Awesome

Spider

This repository contains the code and models discussed in our paper "Learning to Retrieve Passages without Supervision" (at NAACL 2022).

Our code is based on the repo released with the DPR paper.

Please note that this is the first public version of this repo, so it is likely there are some bugs.
Feel free to report an issue :)

Setup
Download Corpus
Corpus Preprocessing
Retrieval Evaluation
Pretraining
Fine-Tuning
Convert Model Checkpoints to Hugging Face and Upload to Hub
Citation

Setup

To install all requirements in our repo, run:

pip install --upgrade pip
pip install -r requirements.txt

Download Wiki Corpus

To download the Wikipedia corpus used in our paper for both pretraining and evaluation, run:

python download_data.py --resource data.wikipedia_split.psgs_w100

The corpus will be downloaded to ./downloads/data/wikipedia_split/psgs_w100.tsv.

Corpus Preprocessing

Our preprocessing is responsible for two main processes:

Tokenize the corpus
(Optional) Find all sets of recurring spans for each document - only for pretraining

To apply preprocessing, run:

python preprocess_corpus.py \
--corpus_path ./downloads/data/wikipedia_split/psgs_w100.tsv \
--output_dir PREPROCESSED_DATA_DIR \
--tokenizer_name bert-base-uncased \
--num_processes 64  \
[--compute_recurring_spans] \
[--min_span_length 2] \
[--max_span_length 10]

Computing recurring spans is optional and only needed for pretraining. It also takes much longer (a couple of hours, depends on the number of CPUs).
If you only wish to evaluate/fine-tune a model, you can drop the --compute_recurring_spans flag.

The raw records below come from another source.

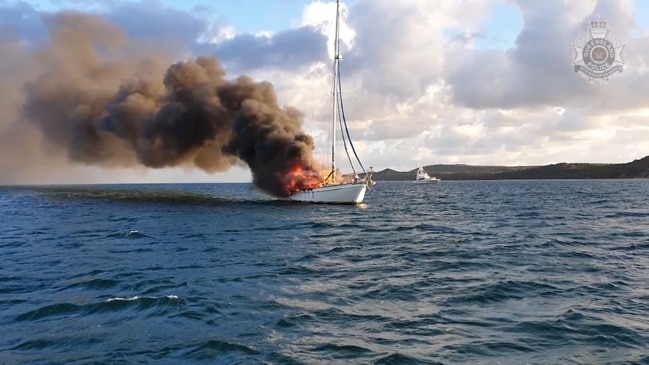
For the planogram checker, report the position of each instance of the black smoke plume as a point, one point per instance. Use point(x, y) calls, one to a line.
point(109, 101)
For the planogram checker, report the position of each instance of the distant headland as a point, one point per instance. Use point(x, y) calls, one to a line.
point(635, 169)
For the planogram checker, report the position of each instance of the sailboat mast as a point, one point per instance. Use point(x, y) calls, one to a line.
point(335, 95)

If you do wish to preprocess recurring spans, make sure you have the en_core_web_sm spaCy model:

python -m spacy download en_core_web_sm

Retrieval Evaluation

You can use our repo to evaluate three types of models:

Dense Models (either Spider or your own pretrained/fine-tuned model)
Sparse Models, specifically BM25
Hybrid Models, e.g. combine a sparse and a dense retriever into one stronger model

All of our retrieval evaluation scripts support iteration over multiple TSV/JSON datasets, (similar to DPR formats). The datasets we used in the paper can be obtained by:

python download_data.py --resource data.retriever.qas.nq-test
python download_data.py --resource data.retriever.qas.trivia-test
python download_data.py --resource data.retriever.qas.webq-test
python download_data.py --resource data.retriever.qas.curatedtrec-test
python download_data.py --resource data.retriever.qas.squad1-test

The files will be downloaded to ./downloads/data/retriever/qas/*-test.csv.

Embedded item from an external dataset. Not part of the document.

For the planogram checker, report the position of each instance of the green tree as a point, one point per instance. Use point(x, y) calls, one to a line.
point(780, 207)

For the EntityQuestions dataset, use:

wget https://nlp.cs.princeton.edu/projects/entity-questions/dataset.zip
unzip dataset.zip
mv dataset entityqs

The test sets will be available at ./entityqs/test/P*.test.json.

Dense Retrieval

Generate Passage Embeddings

Embedding generation requires tokenized passages, see preprocessing.

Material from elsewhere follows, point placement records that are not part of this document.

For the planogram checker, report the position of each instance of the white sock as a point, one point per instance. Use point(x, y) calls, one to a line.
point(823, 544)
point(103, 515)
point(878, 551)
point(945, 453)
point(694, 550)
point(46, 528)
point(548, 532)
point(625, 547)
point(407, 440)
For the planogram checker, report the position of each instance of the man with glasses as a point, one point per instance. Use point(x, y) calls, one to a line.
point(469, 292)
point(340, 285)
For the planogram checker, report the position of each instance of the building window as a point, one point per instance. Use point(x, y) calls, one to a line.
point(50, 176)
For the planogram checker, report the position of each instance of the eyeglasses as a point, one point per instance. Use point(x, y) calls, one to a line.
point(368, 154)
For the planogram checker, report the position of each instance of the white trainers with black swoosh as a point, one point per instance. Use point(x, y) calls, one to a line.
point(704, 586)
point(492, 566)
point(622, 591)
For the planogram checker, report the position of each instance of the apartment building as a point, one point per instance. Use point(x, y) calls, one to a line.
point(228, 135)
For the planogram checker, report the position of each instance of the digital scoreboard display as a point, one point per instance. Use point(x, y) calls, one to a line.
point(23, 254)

python generate_dense_embeddings.py \
--encoder_model_type hf_bert \
--pretrained_model_cfg tau/spider \
[--model_file MODEL_CKPT_FILE] \
--input_file "PREPROCESSED_DATA_DIR/tokenized_*.pkl" \
--output_dir CORPUS_EMBEDDING_DIR \
--fp16 \
--do_lower_case \
--sequence_length 240 \
--batch_size BATCH_SIZE

Note that --model_file is used for checkpoint files saved in train_dense_encoder.py, so use it only for your own pretrained/fine-tuned models.
Also, you can replace tau/spider with one of the following models (from Hugging Face Hub):

DPR (trained on NQ): facebook/dpr-ctx_encoder-single-nq-base
Spider-NQ: tau/spider-nq-ctx-encoder
Spider-TriviaQA: tau/spider-trivia-ctx-encoder

Evaluation

After you generate the embeddings of all passages in the corpus, you can run dense retrieval evaluation:

python dense_retriever.py \
--encoder_model_type hf_bert \
--pretrained_model_cfg tau/spider \
[--model_file MODEL_CKPT_FILE] \
--qa_file glob_pattern_1.csv,glob_pattern_2.csv,...,glob_pattern_n.csv \
--ctx_file ./downloads/data/wikipedia_split/psgs_w100.tsv \
--encoded_ctx_file "CORPUS_EMBEDDING_DIR/wikipedia_passages*.pkl" \
--output_dir OUTPUT_DIR \
--n-docs 100 \
--num_threads 16 \
--batch_size 64 \
--sequence_length 240 \
--do_lower_case \
[--no_wandb] \
[--wandb_project WANDB_PROJECT] \
[--wandb_name WANDB_NAME] \
[--output_no_text]

DPR (trained on NQ): facebook/dpr-question_encoder-single-nq-base
Spider-NQ: tau/spider-nq-question-encoder
Spider-TriviaQA: tau/spider-trivia-question-encoder

Sparse Retrieval

Our sparse retrieval builds on pyserini, so Java 11 is required - see their installation guide.
If you have Java 11 installed, make sure your JAVA_HOME environment variable is set to the correct path. On a Linux system, the correct path might look something like /usr/lib/jvm/java-11.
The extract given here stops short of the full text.